The influx of new visitors had a huge impact, says Hoffmann. It brought software engineers, attracted to the city by the cheap rent, clubs, and the opportunity to work with creatives. But venture capital was still scarce, says Eric Wahlforss, who launched audio distribution platform Soundcloud with partner Alexander Ljung in 2007. “Berlin and Germany was known for this copycat culture of taking things that worked in the US and a couple of years later trying to bring them to the European markets,” he says. But the success of Soundcloud and non-music startups such as Zalando and Delivery Hero pushed Berlin to rank third in Europe in terms of investments raised in 2018, behind only London and Paris.

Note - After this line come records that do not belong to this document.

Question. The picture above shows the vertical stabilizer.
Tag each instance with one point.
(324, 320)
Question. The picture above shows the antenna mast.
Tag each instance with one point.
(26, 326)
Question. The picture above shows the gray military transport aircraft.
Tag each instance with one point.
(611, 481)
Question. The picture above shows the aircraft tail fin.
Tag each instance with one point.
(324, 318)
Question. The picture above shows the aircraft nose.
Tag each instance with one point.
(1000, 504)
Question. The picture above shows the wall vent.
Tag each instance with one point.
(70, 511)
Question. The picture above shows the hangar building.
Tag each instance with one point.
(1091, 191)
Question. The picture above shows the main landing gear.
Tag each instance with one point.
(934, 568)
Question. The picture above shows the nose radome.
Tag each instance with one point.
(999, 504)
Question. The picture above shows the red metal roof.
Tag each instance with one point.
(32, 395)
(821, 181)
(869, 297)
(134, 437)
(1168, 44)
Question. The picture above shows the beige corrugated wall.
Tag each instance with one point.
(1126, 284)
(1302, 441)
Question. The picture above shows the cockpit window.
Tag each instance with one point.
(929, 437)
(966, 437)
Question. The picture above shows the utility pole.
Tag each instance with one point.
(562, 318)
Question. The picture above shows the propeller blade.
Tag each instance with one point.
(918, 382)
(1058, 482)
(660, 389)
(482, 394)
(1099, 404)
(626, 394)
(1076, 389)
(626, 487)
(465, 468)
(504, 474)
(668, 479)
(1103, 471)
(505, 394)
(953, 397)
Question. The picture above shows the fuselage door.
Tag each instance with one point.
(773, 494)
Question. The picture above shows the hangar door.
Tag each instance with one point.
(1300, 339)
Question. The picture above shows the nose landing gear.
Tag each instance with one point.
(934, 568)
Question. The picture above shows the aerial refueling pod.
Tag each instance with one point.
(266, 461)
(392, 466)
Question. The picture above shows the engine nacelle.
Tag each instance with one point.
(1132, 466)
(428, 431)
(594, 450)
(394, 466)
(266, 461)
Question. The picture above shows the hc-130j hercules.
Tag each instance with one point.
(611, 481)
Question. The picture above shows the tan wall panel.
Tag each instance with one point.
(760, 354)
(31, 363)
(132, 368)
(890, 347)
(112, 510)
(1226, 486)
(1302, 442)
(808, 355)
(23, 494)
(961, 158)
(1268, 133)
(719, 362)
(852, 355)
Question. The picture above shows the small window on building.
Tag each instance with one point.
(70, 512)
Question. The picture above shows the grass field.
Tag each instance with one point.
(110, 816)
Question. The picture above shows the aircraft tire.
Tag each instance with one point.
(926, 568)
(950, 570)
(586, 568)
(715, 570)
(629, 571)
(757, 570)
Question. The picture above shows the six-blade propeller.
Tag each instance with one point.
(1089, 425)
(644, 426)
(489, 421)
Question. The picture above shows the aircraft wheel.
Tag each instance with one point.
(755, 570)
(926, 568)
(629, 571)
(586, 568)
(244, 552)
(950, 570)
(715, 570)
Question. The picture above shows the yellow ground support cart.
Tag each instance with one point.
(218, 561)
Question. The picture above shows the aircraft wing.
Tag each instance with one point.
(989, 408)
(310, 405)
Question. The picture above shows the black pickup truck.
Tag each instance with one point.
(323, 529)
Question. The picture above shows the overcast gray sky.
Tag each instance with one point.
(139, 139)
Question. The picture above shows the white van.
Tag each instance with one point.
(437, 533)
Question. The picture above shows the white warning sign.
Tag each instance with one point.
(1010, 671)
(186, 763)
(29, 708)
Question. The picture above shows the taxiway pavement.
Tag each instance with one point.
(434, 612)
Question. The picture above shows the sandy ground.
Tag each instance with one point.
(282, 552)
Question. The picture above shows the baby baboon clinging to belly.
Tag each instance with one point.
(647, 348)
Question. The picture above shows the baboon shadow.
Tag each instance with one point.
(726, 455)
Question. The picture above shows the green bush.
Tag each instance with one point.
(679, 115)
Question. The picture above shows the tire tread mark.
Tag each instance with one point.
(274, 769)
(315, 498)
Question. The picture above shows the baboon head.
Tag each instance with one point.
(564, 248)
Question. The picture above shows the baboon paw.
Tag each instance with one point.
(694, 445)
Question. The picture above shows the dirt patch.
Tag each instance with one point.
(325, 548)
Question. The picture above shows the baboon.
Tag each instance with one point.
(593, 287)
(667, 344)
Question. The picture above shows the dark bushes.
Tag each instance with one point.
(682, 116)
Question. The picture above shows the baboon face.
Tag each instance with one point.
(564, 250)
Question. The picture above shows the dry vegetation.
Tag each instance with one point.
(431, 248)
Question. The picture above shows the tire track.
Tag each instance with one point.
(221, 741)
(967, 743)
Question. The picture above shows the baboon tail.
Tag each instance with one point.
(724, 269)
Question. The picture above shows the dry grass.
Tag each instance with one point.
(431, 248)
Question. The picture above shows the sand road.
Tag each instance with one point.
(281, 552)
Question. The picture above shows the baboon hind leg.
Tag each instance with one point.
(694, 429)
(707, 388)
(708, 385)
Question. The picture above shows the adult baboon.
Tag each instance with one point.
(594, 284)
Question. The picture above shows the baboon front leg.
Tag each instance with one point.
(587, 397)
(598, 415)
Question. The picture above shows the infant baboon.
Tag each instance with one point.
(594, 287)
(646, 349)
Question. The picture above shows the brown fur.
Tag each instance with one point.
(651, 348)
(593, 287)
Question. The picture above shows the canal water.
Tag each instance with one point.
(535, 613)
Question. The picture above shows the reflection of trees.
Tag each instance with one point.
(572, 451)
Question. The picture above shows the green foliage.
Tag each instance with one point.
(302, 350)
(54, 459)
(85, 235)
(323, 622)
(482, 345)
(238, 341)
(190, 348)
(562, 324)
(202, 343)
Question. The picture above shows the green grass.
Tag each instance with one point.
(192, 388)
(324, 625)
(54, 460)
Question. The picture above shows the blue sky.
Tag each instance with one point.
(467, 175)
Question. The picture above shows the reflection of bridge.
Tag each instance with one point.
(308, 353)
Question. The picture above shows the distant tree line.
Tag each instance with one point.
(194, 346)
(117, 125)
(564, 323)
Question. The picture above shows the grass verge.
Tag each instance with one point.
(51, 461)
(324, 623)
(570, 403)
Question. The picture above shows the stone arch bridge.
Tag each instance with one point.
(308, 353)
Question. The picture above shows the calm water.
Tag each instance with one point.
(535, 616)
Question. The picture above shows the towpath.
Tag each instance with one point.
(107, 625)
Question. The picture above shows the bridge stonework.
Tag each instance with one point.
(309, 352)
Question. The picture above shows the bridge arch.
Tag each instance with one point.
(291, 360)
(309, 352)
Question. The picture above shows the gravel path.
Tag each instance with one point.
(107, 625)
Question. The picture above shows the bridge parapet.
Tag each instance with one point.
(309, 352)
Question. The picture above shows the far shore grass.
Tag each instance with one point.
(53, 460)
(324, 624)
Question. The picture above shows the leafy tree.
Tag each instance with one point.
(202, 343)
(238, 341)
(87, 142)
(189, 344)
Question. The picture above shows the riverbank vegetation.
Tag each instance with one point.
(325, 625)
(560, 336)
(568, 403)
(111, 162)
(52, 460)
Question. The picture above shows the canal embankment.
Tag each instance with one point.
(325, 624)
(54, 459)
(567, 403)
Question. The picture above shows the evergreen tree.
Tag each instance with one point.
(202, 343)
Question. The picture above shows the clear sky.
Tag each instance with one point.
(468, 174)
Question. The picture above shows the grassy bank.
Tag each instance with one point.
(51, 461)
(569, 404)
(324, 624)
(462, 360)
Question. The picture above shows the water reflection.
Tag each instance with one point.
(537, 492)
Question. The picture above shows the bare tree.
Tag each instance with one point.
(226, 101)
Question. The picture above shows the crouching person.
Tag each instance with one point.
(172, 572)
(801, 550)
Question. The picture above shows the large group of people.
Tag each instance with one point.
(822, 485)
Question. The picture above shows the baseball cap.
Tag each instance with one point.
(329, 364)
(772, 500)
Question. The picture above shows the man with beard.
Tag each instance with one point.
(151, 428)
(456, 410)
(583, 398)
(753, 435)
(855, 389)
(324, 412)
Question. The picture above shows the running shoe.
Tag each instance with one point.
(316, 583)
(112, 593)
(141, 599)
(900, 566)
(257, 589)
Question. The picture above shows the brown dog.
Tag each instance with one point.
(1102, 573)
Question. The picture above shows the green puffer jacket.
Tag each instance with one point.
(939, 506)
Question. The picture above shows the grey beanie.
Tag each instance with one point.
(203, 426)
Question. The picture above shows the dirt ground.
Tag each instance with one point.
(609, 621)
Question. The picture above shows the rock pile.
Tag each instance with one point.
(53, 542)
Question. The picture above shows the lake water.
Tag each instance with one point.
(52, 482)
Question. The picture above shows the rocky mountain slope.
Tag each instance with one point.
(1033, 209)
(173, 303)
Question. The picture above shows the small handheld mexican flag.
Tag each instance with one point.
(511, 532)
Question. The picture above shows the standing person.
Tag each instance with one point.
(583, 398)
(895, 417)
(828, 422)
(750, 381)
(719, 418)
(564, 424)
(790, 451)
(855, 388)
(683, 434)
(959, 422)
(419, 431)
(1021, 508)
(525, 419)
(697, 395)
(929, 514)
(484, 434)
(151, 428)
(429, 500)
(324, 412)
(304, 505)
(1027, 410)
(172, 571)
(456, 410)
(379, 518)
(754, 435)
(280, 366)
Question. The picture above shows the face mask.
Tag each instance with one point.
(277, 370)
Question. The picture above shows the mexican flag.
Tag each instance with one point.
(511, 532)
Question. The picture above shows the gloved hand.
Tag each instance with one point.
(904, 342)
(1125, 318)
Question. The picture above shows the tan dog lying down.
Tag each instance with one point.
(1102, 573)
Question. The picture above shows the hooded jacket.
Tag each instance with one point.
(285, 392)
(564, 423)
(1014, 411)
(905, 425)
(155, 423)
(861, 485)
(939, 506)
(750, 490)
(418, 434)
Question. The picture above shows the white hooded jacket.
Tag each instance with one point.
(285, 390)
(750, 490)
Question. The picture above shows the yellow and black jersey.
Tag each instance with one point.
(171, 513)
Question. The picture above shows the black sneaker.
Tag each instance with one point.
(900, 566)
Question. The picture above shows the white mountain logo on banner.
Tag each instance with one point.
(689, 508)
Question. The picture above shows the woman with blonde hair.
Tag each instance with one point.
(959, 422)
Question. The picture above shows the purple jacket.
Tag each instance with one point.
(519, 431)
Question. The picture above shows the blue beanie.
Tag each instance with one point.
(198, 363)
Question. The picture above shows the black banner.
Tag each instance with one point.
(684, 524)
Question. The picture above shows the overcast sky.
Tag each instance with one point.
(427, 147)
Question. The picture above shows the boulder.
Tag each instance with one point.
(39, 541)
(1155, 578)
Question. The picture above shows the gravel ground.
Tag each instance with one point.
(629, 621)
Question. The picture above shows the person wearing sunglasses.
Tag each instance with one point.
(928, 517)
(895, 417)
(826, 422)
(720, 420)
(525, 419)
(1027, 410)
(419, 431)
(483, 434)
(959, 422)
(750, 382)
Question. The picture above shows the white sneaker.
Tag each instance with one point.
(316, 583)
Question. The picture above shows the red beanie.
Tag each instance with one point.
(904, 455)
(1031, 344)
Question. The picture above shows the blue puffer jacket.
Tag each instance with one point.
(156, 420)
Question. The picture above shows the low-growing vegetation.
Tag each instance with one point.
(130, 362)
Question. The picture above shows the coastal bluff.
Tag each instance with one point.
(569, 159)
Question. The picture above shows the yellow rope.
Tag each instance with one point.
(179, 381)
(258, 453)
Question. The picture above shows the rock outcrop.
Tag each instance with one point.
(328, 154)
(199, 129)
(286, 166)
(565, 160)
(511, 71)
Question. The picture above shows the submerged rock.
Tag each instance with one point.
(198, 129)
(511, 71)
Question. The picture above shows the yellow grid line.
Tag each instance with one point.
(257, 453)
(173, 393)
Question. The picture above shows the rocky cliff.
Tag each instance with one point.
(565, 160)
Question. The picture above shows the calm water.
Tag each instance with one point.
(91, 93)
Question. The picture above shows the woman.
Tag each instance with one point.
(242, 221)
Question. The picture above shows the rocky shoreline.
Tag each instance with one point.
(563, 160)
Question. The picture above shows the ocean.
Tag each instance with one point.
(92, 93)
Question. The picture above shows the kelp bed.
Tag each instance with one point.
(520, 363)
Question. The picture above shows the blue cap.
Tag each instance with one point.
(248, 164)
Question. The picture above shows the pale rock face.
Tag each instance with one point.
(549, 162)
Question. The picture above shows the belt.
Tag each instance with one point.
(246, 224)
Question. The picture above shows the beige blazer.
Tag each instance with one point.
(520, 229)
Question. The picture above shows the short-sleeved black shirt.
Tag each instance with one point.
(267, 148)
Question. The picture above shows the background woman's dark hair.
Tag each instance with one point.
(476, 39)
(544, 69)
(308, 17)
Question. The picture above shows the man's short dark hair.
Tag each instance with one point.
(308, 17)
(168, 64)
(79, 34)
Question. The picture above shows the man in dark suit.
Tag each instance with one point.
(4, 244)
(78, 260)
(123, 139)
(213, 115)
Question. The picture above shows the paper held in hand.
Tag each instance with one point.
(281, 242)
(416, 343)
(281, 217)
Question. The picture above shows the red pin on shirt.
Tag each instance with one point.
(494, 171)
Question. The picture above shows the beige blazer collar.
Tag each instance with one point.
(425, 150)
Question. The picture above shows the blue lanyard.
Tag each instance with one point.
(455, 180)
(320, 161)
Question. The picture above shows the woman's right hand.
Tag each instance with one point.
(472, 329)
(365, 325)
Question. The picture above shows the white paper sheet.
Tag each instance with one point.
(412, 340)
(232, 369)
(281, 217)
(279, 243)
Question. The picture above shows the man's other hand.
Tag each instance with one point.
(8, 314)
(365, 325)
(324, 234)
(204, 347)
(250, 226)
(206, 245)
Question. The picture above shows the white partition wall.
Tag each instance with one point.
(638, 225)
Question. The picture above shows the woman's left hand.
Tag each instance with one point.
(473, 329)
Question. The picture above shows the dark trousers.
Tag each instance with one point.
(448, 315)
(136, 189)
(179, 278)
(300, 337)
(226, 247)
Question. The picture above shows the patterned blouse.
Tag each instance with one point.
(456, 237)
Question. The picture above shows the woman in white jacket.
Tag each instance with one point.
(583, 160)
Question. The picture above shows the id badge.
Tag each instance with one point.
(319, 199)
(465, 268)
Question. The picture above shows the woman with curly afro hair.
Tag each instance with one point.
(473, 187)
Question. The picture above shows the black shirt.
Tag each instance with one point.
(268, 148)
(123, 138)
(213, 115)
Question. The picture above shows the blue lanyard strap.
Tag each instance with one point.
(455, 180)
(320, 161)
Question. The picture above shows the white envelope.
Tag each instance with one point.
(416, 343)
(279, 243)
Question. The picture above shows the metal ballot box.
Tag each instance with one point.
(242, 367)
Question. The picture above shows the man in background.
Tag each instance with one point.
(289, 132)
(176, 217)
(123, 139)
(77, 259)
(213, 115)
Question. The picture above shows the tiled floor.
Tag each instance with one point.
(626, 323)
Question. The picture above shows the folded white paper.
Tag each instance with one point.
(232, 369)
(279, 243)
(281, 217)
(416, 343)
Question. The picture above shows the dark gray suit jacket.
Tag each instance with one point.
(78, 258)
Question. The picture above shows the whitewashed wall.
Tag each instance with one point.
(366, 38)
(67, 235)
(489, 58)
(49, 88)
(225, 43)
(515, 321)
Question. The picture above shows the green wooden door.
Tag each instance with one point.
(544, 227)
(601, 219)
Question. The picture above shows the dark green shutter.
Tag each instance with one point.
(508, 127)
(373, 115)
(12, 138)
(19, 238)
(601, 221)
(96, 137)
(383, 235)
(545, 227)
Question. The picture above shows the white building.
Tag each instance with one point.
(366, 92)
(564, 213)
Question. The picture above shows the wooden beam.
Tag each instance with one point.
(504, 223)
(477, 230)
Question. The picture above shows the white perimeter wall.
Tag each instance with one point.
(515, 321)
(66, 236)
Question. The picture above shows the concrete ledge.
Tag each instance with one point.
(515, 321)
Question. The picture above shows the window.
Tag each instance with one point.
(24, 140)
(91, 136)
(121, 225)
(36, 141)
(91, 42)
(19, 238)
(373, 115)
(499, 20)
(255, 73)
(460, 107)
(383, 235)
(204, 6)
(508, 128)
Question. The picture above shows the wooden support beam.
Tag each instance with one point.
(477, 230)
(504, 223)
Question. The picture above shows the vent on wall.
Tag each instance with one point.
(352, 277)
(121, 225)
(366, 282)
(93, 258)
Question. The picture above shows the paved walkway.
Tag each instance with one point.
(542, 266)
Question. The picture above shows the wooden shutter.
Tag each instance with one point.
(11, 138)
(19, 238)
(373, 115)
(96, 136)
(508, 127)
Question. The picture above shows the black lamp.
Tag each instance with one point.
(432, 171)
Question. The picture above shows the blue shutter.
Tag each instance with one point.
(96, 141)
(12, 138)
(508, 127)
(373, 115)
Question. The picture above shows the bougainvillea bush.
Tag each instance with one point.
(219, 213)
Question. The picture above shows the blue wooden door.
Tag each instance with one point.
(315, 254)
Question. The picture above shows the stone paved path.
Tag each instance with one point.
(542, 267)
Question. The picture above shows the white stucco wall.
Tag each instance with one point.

There’s also a sense of collaboration between the companies in the city. Native Instruments was an early investor in Beatport, and suggested the company open an office in Berlin. “People who are DJing with Native Instrument’s Traktor or people who are using Ableton Live, they are all customers from Beatport,” Hoffmann says. “We’re not taking anything away from each other. And a lot of people start working for one company and end up working at another.”

Florian Penge used to run the DJ division at Native before co-founding Skoove, an interactive tool for learning piano. He believes it’s the affordable conditions that the city still offers which have contributed to its status as the home of music tech. “I don't think that there is any other city in the world where you have this combination,” Florian says.

But rising rents now risk pricing out creatives. “The startup business scene keeps growing, but the competition for experienced employees is very high and the infrastructure isn’t keeping up with that growth,” says Tracy Maraj, chief people officer with Native. Berlin’s success as a tech hub has implications for the core values that attracted people to it in the first place.

But the city’s thriving music industry is still alive, and driving innovation. “As a manufacturer of software instruments of any kind you need the response from the most demanding and most future-looking musicians that actually make use of these sounds,” says Haver.

“Creating electronic music is one thing, playing it out and really checking on the actual crowd and how it's resonating with the people is a very important feedback loop. Berlin is still providing an environment where you have the artists that actually create the music, the manufacturers that provide those sounds, and then an audience that is able to listen and experience this music in the appropriate context.”